Jakarta, Prohealth.id – Hingga kini belum ada terapi yang mampu menyembuhkan Alzheimer. Padahal, Alzheimer adalah jenis demensia terbanyak di dunia.
Menurut dr. Yeni Quinta Mondiani, dosen Fakultas Kedokteran IPB University, kita bisa menekan risiko penyakit ini melalui pola hidup sehat. Dalam peringatan Hari Alzheimer Sedunia, dr. Yeni mengungkapkan bahwa Alzheimer merupakan jenis demensia terbanyak secara global. Jumlahnya mencapai 60–80 persen dari seluruh kasus demensia.
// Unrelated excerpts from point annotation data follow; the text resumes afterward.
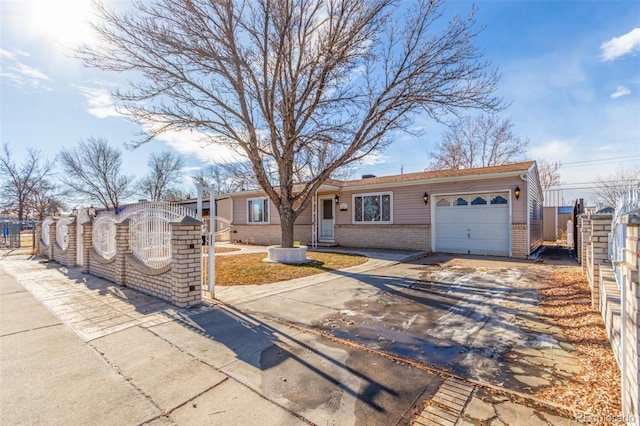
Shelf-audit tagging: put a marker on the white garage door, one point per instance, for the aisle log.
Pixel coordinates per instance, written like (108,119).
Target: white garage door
(472,224)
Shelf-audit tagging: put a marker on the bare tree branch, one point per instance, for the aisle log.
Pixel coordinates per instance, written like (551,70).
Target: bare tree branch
(160,182)
(304,86)
(92,171)
(612,187)
(21,181)
(480,141)
(549,172)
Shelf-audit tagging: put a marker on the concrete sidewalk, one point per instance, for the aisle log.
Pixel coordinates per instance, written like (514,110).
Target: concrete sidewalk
(76,349)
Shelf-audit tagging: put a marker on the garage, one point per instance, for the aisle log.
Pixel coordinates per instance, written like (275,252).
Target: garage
(472,224)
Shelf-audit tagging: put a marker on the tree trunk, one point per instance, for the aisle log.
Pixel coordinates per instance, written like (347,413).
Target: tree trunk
(287,221)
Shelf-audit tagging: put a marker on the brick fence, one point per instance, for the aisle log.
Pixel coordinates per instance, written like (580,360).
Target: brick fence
(618,303)
(179,282)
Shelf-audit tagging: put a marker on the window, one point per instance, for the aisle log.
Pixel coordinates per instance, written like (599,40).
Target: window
(479,200)
(372,208)
(460,201)
(498,199)
(258,210)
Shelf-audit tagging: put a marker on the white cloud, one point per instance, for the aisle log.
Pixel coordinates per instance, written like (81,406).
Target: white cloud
(199,145)
(20,74)
(620,91)
(99,101)
(620,46)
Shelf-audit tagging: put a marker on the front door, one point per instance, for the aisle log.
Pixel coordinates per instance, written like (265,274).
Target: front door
(326,219)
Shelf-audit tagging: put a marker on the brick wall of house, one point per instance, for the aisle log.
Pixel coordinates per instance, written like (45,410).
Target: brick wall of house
(519,244)
(401,237)
(268,235)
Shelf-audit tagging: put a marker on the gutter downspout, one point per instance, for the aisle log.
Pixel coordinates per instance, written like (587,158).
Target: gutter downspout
(523,176)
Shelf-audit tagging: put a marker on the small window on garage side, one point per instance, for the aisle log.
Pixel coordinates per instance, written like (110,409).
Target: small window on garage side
(479,200)
(460,201)
(498,199)
(443,201)
(258,210)
(372,208)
“Demensia sendiri merupakan kumpulan gejala penurunan kognitif yang cukup berat sehingga mengganggu aktivitas kesehariannya,” jelasnya melalui siaran pers, Sabtu (27/9/2025).
Fungsi kognitif tidak hanya mencakup memori, tetapi juga atensi. Ada juga kemampuan visuospatial yakni mengenali bagian tubuh, bahasa, hingga fungsi eksekutif yang berhubungan dengan pengambilan keputusan.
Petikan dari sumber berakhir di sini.